I don't like storing non-product data in the Commerce Server catalog system. I know some smart people feel differently, and I respect their experience and opinions, but I've seen some incredible abuse of the catalog system. Here's one of the abuses that helped push me into the "If it's not a saleable product, it doesn't go into the catalog." camp.
Background: I've been working on an extremely large e-commerce project for the past 16 months. We took over the project's architecture, design, and implementation from a Microsoft Commerce Server partner, one that had supposedly built large Commerce Server sites before, only to find their solution was very incomplete and had some very significant problems at scale.
My client has a large movie and music catalog, and licenses information about their products from Muze, a leading media information provider. In the original solution, all of this media information was being stored in a catalog. The catalog contained
- special non-purchasable products representing artists, albums, discs, tracks, etc;
- relationships between non-purchasable products, to associate artists with their albums, albums with their discs, discs with their tracks, and so on; and
- relationships between purchasable and non-purchasable products, to associate music products with the artist and album products that contain the media information for the product.

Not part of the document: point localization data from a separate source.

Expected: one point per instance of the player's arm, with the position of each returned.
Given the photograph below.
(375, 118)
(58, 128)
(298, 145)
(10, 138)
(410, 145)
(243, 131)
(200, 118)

I'm assuming the original team saw some advantages in doing this:
- They could edit the media information in Catalog Manager. This would have been helpful during development, but the client wasn't going to do this, and it became increasingly difficult to use as the amount of data increased.
- They could stage the media information between environments using CSS. This also would have been helpful, but the client wasn't going to edit or stage this information, so they could have just as easily inserted this information directly into all environments.
- They could use the catalog API for all of their data access. They didn't, but they could have.
- They didn't need a custom database. They still created custom databases for other components, but they wouldn't have needed one for this one.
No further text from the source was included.